When Ivan died, I later sat with him, while my sister took a short break. She had broken the news to me earlier that morning and you never know what your reactions will be — mine was to be with him . I don’t want to describe (nor can I) the long moments that followed.

The next day, like a homing pigeon, I went to work. And sat in an editorial meeting. The light was weird, like an Instagram filter had been placed over reality. I could hear what people were saying but my synapses weren’t connecting. I left and sat in the loo, unable to move; everything had slipped between a crevice where normality didn’t exist. A colleague came into the bathroom beside me and her hand appeared under the partition. That hand felt like the kindest and most intuitive thing anyone has ever done.

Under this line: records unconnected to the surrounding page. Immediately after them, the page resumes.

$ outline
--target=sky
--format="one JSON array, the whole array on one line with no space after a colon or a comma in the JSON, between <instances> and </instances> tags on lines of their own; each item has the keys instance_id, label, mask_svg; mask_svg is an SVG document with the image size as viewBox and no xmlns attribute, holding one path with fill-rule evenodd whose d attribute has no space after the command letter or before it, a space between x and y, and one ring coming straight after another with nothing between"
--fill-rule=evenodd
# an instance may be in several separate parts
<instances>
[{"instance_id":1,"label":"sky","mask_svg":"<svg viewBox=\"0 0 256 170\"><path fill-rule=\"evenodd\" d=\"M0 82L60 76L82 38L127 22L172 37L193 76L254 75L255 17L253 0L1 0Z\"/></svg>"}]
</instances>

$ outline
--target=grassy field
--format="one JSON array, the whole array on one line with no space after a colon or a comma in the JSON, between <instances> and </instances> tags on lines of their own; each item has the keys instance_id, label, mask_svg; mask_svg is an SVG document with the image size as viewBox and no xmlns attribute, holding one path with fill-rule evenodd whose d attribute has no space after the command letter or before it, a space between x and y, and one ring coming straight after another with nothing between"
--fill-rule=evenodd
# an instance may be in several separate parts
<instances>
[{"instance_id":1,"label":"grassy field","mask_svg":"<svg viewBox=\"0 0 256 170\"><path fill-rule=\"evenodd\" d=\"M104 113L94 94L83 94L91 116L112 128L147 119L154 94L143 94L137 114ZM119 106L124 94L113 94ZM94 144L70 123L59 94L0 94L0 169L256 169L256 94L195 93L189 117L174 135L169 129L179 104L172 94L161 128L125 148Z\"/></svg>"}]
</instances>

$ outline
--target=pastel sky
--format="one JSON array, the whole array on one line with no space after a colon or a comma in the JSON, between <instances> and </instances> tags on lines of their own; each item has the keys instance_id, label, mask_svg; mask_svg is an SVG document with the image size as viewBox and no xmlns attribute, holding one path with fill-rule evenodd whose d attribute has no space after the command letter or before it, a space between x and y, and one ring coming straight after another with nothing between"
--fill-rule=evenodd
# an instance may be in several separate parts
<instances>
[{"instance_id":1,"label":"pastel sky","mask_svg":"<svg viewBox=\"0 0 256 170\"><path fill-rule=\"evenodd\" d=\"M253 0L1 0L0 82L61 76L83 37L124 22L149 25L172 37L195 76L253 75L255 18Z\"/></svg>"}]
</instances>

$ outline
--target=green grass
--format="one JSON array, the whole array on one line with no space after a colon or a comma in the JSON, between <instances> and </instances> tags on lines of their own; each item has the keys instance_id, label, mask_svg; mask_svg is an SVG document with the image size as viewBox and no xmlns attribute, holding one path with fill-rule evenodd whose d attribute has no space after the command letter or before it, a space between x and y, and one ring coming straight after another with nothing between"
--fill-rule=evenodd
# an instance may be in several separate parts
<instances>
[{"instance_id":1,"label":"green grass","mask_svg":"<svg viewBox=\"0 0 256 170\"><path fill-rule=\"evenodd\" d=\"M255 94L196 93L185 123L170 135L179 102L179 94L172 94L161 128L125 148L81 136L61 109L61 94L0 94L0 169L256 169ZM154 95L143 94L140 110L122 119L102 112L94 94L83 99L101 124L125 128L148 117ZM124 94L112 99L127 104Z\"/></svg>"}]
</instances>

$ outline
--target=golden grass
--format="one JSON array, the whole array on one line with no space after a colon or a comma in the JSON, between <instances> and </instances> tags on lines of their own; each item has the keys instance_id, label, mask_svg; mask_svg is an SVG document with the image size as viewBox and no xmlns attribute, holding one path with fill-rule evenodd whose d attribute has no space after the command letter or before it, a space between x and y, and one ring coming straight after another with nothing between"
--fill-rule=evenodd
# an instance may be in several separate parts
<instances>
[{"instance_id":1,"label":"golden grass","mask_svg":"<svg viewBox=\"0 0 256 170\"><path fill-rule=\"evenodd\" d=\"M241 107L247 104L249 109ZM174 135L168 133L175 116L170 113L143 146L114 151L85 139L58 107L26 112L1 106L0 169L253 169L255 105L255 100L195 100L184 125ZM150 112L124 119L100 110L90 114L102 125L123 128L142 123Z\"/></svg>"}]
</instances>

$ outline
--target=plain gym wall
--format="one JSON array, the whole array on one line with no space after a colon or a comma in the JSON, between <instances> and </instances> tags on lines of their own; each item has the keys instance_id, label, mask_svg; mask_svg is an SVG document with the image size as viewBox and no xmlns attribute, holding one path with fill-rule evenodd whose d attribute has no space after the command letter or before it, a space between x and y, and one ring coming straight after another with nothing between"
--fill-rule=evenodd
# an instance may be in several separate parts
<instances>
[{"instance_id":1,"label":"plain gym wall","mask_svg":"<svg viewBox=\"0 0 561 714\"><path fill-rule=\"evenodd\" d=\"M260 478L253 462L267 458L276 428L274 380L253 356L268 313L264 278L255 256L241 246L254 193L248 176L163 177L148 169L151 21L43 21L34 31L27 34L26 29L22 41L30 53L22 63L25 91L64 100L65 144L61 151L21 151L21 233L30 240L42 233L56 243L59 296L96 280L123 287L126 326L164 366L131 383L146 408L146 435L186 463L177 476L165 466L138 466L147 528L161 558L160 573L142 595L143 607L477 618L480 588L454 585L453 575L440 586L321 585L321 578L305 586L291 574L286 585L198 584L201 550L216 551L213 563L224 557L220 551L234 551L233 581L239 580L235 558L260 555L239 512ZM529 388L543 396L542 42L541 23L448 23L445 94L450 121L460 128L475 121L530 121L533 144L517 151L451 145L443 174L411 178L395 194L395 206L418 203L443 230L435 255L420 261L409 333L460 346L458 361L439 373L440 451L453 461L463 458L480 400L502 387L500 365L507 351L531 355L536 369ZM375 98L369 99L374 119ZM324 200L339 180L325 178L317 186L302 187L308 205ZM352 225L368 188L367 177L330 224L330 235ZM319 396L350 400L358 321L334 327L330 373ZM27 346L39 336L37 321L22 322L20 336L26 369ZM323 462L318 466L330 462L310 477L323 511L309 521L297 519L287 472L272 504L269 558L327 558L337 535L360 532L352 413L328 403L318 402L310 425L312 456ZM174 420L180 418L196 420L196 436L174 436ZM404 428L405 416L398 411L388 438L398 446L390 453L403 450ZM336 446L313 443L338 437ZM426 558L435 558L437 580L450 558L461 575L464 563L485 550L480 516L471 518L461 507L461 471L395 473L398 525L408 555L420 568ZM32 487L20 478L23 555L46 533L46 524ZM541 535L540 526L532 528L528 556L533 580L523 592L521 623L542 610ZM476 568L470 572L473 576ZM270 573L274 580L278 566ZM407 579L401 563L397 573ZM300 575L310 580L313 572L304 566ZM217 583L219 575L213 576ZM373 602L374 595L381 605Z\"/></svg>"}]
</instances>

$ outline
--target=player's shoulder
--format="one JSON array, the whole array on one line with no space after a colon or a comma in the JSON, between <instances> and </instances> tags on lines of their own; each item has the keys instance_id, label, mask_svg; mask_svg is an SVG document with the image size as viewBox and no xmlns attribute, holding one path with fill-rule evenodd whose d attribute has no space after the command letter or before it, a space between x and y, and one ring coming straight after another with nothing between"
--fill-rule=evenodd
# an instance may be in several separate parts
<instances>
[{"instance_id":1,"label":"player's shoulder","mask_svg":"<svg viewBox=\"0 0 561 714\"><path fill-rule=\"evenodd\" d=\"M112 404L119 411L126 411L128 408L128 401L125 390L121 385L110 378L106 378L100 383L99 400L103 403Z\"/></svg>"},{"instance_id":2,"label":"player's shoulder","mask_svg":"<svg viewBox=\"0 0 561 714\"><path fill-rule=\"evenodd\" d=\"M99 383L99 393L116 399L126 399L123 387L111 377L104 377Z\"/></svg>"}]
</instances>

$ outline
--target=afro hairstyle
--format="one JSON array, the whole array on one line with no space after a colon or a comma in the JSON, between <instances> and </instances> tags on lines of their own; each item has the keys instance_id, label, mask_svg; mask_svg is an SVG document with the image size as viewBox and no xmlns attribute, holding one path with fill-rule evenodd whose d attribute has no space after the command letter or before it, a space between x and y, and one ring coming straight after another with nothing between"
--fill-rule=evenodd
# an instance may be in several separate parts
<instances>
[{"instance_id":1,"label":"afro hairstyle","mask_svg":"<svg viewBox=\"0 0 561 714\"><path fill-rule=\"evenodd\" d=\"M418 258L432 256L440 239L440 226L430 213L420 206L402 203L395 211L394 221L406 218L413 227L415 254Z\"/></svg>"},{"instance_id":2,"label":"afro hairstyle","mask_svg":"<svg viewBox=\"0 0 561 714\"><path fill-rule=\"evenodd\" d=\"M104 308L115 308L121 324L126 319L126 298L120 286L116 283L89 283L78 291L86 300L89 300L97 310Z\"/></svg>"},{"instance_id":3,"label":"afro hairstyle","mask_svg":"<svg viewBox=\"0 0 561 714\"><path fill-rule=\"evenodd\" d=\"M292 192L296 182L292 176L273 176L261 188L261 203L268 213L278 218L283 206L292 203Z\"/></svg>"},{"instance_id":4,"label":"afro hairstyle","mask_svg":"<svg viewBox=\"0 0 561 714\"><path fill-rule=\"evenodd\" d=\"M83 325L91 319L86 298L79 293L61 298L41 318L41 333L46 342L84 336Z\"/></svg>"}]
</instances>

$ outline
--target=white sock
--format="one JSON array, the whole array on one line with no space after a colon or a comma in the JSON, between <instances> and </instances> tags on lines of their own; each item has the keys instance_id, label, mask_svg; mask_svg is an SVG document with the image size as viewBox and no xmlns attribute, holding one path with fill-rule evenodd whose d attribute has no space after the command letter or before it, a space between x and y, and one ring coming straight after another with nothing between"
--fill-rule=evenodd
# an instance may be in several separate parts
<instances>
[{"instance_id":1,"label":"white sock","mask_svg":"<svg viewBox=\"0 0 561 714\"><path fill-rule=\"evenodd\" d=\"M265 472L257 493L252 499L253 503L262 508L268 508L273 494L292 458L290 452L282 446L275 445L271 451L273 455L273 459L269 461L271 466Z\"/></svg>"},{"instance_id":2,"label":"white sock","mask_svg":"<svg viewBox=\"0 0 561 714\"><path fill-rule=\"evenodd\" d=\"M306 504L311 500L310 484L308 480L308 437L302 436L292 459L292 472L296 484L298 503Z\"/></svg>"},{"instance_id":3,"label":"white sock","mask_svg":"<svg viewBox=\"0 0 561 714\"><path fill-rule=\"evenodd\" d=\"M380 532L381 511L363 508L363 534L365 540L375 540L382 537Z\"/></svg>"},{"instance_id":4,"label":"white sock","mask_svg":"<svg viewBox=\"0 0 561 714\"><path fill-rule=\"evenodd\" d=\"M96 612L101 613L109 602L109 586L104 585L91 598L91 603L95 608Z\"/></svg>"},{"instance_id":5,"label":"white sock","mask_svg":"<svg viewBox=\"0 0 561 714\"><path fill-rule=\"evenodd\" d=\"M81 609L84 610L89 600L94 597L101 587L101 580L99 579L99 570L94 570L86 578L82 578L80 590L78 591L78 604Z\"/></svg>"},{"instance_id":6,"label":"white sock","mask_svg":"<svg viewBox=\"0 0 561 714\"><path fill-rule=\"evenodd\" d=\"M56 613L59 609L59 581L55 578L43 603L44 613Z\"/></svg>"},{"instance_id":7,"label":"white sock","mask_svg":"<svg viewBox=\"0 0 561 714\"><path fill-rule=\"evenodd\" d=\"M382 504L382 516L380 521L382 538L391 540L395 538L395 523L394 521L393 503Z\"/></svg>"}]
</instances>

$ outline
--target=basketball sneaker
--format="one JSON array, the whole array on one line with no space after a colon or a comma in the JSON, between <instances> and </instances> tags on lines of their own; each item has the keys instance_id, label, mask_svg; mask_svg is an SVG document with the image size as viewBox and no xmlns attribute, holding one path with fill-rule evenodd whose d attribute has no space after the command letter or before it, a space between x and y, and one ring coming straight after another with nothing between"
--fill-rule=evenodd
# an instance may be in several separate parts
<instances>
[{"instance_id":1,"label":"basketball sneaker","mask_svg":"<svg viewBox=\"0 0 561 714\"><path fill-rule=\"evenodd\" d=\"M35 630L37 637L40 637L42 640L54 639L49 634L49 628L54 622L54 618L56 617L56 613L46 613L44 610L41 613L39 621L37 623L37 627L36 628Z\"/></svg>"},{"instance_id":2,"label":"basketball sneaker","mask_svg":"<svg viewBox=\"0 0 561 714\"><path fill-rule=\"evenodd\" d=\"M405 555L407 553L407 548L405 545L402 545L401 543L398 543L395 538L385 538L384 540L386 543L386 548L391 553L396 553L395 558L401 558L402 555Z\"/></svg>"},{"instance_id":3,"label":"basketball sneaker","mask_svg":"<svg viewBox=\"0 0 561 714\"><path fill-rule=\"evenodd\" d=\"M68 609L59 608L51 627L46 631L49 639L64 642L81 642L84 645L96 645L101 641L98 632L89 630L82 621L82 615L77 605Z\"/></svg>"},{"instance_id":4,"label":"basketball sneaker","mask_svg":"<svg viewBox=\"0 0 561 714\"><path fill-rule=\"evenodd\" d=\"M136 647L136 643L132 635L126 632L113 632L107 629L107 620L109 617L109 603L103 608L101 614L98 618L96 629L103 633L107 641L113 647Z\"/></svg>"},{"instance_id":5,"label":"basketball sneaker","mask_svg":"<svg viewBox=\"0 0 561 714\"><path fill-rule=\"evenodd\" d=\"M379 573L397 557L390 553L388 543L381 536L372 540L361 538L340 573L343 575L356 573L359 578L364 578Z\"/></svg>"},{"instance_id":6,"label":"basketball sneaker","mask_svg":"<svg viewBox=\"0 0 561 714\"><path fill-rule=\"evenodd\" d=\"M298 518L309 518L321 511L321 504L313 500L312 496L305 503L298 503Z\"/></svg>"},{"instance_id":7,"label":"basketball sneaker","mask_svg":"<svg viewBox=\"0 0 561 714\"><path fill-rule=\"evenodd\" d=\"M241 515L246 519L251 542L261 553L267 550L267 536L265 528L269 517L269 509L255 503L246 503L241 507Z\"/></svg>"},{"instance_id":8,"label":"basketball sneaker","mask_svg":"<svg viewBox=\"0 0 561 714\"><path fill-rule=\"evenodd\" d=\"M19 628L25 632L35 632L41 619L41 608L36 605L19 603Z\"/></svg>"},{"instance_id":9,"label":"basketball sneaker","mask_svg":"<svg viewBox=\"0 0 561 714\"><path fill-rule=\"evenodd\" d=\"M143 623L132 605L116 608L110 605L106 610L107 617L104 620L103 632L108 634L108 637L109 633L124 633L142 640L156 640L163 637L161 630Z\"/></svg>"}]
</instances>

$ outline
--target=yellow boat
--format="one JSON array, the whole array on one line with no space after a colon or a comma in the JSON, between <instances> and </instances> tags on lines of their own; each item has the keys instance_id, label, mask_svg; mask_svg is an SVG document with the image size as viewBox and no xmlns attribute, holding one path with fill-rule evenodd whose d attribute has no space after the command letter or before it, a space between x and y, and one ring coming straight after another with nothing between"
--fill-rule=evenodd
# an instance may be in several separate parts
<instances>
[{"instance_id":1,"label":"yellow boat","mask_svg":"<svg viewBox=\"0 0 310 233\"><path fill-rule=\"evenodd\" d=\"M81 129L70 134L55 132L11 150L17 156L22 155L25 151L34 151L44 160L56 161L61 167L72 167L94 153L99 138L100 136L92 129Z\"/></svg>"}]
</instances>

This act of compassion is how I mostly think of my fellow human. We are bound together as sentient beings because our lives revolve around loving and protecting our families.

Despite the news pummelling us 24 hours a day with terrible deeds and atrocities, we spend most of our waking hours similarly worrying that our children and teenagers are OK; feeling guilty that we haven’t rung our ageing parents that day or have shouted too harshly at our teenagers. And we feel huge empathy for those struggling in desperate situations.

I don’t like Boris Johnson much as our Prime Minister, but I do not doubt when the Labour activist Omar Salem accosted him at Whipps Cross hospital over his daughter’s care this week that his first reaction was as a parent not a politician.

Whoever wrote the Guardian editorial mistakenly tried to pit those struggling with dying parents against a man of “privilege” and his dying son. When there is no competition here. One contributor to The Sun wrote in the Spectator this week that Stokes’s reaction to the story about his family, calling its publication “immoral and heartless” and “contemptuous to the feelings and circumstances of my family” was “way over the top”. Really? His mother’s children were murdered. No wonder his reaction has been emotional and they had no reason to publish it other than financial. The years would not have dimmed the horror for his mum.

Ivan died 10 years ago and after the launch of For the Record, he is what my sister and I talked about. A cousin who was present at dinner looked so similar, the familial DNA clearly there in Ivan’s smiling face printed in David’s memoir.

We may be living in a political climate where division between our neighbours is highlighted. But what connects us is far stronger than what separates.

Message overloading is bad manners

Debrett’s has just compiled a guide to online messaging etiquette. It advises against rambling, oversharing other people’s information and ghosting messages. “If you want to end an interaction do so openly but gently, with a brief, polite explanation.”

There’s nothing I can disagree with there. What they don’t tackle is when someone busts into your WhatsApp uninvited. Why does it feel like an invasion of privacy? I discussed this with a friend and we worked out that although people also text you out of the blue it is normally prefaced with an apology. Whereas I find those who pop up in my chat feed do so with zero explanation and their messages are normally faceless. Maybe because WhatsApp is encrypted we feel it is more private: I rarely ghost anyone but sometimes it is necessary. What is a serious disregard of manners is when a person bombards you from every direction. I once passed my number to someone I was meeting for work, to ensure our random coffee shop hook-up went smoothly. Only to have that same person start texting, WhatsApp-ing and leaving comments on my Instagram. It felt akin to when people lean in too close at a party.

At the time silence seemed the solution. Now I can send the Debrett’s guide to make sure they get the message about their overmessaging.